A big guy, grey hair, balding, maybe fifty, fifty-five. He was wearing a cheap wristwatch and you could see the white elastic waistband of his underwear sticking up above the top of his jeans; homely little details. He must have been crawling on his hands and knees to leave such a track to his final creosote bush. In its meager shade he lay down to rest.
He was still lying there when I went on my way again, down from the pass and south into a nameless valley where stands of ironwood and mesquite and desert willow grow thick along the dry washes.
I felt like sleeping on sand, or at least not up in the wind scoured bleakness of the pass. Didn't fancy dreaming in that chewed-over landscape of relict mines and ruined cabins and all of Patton’s old armored warfare training grounds. Besides, there was the dead man.
Just before he reached the final creosote bush, he’d emptied out his pockets -- two sets of keys, one to a Dodge truck, and a handful of change. Why do you suppose he did that? Looking for something? Out of his head? Hard to crawl with stuff in your pockets? Why'd he take off his shirt, where was his truck, what was he doing out here without water, without a hat? You'd have to ask him I guess.
Me, I went south in a hurry, down a track that soon lost itself in a big dry wash; swept clean by sun and wind, rinsed silver by the moon, guarded all night by constellations of towering mercy.
Down that wash flowed the sandy ghost of a river generous with the promise of water, next year or maybe the year after. I went on down it, I had places to go, the way living men do.
The man in the pass, he had joined the majority, as the old timers used to say, so he stayed behind, the way dead men do.
It was a hot day and I felt like his smell was painted on the inside of my face.
The wash was a wide one with channels braiding back and forth through low sand islands and clumps of trees; dividing, scouting a better way down to the dead sea sink at the bottom of the valley, twisting back, joining up again.

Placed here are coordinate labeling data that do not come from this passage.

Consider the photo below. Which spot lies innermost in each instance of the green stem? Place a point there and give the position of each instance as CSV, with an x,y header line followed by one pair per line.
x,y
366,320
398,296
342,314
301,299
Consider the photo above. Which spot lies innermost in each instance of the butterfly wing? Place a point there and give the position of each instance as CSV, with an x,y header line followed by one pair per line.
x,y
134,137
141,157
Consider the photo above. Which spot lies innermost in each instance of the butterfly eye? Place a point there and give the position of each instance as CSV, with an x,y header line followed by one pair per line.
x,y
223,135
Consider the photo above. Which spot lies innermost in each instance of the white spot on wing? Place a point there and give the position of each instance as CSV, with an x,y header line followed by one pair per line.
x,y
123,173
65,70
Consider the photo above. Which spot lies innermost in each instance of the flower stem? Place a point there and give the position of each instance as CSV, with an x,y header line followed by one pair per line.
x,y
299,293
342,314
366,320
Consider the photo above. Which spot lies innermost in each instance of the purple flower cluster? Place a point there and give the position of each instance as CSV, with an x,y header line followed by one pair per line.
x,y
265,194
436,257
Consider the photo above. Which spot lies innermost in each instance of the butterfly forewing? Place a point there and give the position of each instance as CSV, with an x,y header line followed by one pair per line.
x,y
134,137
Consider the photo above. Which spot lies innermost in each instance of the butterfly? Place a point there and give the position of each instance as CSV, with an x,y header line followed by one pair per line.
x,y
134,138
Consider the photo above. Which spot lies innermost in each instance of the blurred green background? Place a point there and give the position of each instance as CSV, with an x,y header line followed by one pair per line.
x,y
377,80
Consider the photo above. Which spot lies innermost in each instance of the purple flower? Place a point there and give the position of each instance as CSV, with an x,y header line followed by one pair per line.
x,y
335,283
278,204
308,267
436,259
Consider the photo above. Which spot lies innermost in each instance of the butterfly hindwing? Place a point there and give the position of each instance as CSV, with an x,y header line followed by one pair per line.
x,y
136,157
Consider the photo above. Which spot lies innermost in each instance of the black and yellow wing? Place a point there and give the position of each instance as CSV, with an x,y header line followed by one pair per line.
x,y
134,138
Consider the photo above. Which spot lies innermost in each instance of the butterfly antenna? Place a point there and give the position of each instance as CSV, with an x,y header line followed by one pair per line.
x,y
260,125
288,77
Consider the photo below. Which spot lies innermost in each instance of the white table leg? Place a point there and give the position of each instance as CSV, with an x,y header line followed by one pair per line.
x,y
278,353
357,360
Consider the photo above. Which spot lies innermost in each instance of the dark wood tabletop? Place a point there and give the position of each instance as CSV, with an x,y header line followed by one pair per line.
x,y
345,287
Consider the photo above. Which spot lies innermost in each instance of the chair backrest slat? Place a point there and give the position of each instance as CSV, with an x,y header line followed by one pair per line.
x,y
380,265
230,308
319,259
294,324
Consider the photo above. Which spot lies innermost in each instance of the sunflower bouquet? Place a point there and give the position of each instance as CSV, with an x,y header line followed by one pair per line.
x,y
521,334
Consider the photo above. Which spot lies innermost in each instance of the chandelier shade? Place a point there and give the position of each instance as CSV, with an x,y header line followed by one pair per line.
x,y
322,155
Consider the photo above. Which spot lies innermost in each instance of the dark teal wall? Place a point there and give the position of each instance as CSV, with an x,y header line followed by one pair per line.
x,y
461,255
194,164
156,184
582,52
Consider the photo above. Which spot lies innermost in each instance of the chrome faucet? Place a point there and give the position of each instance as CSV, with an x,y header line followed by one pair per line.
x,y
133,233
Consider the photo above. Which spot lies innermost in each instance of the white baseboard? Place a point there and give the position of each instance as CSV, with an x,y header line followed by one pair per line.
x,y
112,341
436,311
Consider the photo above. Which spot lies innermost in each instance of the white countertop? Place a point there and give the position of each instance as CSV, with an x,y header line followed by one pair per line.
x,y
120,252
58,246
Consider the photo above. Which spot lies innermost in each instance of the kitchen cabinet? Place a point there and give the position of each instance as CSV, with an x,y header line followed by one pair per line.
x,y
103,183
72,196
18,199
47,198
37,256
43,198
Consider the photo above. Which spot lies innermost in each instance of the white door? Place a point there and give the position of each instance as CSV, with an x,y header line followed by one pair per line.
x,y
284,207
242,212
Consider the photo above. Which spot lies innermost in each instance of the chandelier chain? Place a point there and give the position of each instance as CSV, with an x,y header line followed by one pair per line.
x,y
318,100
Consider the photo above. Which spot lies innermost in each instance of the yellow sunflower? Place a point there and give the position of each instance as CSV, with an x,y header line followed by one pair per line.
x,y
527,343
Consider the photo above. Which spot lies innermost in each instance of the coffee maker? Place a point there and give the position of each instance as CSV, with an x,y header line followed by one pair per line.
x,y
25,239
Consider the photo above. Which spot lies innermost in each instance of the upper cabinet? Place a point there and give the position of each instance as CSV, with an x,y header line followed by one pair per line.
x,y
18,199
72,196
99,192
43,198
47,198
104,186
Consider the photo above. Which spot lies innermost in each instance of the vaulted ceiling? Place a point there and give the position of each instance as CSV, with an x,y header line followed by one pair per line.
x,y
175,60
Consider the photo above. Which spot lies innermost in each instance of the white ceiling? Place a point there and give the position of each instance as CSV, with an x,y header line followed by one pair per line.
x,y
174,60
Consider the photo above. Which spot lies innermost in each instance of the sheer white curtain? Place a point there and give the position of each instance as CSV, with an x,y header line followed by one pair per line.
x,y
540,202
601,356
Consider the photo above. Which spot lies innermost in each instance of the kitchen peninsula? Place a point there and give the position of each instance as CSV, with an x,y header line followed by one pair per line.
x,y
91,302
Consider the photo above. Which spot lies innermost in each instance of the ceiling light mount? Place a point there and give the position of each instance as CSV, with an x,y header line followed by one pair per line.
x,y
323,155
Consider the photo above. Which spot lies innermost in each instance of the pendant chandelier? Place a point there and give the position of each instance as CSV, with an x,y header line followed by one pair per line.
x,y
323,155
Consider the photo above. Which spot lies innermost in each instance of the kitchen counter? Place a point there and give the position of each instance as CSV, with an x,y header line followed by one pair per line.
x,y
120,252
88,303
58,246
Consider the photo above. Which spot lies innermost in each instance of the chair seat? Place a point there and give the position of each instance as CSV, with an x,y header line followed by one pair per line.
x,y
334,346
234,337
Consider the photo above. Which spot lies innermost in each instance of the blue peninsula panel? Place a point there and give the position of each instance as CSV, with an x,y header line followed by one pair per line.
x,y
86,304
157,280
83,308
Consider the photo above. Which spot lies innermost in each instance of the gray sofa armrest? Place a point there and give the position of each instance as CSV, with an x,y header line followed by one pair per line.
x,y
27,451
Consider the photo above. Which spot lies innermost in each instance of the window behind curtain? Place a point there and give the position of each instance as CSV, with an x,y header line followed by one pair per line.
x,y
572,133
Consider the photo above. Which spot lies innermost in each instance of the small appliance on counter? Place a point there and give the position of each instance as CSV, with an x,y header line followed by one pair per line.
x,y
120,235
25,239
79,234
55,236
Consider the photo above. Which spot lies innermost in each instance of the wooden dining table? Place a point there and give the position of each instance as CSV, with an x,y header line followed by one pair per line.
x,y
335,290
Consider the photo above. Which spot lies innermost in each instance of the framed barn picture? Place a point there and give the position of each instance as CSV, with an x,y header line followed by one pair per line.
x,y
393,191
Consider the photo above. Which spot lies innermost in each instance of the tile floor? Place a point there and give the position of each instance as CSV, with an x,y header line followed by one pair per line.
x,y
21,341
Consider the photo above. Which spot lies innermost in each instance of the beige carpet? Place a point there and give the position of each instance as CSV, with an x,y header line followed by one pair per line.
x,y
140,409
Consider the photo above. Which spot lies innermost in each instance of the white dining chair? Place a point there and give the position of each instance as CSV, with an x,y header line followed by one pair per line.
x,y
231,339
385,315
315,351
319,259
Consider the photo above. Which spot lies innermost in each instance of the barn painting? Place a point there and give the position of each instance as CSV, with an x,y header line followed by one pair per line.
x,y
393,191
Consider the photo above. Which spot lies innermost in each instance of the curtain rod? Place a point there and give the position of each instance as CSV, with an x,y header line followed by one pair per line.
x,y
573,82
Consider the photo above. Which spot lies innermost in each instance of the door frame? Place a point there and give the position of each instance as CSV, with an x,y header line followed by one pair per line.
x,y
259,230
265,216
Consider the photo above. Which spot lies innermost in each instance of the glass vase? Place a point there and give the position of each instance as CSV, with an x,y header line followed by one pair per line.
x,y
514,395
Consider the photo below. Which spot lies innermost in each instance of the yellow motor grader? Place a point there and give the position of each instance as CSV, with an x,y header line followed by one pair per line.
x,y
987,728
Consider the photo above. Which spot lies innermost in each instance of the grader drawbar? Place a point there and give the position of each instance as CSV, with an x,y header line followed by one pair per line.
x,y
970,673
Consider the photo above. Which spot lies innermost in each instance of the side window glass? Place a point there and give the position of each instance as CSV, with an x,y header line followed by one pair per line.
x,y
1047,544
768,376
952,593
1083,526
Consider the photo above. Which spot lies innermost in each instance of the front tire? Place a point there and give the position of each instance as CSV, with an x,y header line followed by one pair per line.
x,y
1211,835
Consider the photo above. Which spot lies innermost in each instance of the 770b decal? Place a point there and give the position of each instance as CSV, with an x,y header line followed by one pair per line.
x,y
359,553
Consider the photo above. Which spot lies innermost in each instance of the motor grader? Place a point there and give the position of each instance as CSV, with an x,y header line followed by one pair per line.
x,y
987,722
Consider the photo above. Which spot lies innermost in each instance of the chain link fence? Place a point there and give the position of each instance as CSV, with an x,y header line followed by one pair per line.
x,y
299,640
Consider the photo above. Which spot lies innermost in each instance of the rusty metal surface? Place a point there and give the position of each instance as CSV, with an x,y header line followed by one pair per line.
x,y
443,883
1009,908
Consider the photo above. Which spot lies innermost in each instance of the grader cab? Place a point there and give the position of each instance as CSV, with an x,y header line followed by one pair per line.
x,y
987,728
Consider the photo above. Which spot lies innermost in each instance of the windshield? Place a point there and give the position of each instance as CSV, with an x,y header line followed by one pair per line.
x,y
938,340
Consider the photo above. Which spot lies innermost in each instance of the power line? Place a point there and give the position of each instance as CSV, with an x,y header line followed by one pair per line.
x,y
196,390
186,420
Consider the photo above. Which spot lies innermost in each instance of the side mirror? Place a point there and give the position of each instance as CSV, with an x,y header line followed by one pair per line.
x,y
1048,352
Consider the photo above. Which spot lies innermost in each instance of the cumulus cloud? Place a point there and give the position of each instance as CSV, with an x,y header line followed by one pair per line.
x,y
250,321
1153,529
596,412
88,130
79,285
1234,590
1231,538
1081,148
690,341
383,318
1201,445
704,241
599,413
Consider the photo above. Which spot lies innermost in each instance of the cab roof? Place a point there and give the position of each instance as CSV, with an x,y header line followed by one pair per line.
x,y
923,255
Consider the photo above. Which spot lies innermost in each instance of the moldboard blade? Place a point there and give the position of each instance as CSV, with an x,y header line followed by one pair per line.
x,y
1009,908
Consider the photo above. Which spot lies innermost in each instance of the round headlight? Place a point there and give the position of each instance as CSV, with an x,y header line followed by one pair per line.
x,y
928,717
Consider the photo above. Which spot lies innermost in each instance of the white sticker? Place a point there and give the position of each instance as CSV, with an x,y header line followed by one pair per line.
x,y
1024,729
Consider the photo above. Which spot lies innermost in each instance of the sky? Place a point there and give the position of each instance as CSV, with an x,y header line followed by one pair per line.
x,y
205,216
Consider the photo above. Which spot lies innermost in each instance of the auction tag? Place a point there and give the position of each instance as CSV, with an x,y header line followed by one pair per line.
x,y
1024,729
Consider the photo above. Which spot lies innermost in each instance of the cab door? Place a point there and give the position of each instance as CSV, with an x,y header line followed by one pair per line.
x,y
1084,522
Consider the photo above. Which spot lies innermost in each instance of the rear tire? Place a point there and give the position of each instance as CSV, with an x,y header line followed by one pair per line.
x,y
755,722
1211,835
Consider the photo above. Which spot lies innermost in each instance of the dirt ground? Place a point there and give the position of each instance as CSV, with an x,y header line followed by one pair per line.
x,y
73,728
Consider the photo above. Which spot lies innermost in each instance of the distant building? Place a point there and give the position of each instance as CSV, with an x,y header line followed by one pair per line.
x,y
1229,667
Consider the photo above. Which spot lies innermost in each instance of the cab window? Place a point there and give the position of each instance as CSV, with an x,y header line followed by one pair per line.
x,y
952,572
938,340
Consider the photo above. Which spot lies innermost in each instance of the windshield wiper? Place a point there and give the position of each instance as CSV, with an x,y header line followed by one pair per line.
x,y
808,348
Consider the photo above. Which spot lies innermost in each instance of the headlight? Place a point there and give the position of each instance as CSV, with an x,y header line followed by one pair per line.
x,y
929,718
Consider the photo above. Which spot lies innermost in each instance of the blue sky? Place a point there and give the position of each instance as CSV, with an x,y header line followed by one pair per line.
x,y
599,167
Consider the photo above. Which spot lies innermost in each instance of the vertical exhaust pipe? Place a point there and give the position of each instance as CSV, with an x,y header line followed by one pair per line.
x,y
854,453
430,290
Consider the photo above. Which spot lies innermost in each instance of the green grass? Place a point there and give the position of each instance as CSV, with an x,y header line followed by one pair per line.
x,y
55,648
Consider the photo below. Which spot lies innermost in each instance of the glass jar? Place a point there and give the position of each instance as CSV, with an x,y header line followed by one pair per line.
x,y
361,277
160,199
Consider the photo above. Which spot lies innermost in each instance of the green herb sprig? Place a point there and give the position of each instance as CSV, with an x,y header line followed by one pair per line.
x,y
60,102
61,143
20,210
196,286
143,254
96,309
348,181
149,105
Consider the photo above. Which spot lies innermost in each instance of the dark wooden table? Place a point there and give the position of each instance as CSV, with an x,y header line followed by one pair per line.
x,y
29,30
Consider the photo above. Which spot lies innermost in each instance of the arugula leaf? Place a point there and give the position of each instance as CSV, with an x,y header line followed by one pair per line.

In a place that looks as dry as Mars, floods you cannot imagine had stuck tangles of flotsam up in the trees as high as a man can reach. And where the phantom river slowed and eddied, the waters had laid down sand deep enough to grab at the truck. My heart would rise big and cold to the top of my chest and I'd gun the engine and fight the wheel.
Soon enough I picked up a set of tracks heading west towards the far range. As the truck bounced up out of the wash, the sun fired one last red signal in my mirror and went down behind McCoy Peak.
As long as the light lasted I kept a lookout for the Dodge truck that waited in the willows for the one who would never come, to steer it down the dry washes that meet old jeep trails bladed across the creosote flats.
From there you can see the city lights hundreds of miles out, bruising the bottom of the night with a silvery gleam. You know as well as I do that someday only darkness will live in this place again. For now though the fossil lights flare against the night like matchheads, brief and bright, dazzling away the stars.
But here in our desert, above the dunes above the hills above our sleeping heads, the stars soar all night long, so near, so bright, the sky's brilliant rulers, filling our dreams with promises as we lie on these sweet sands, beside the dry washes where the willows wait for rain.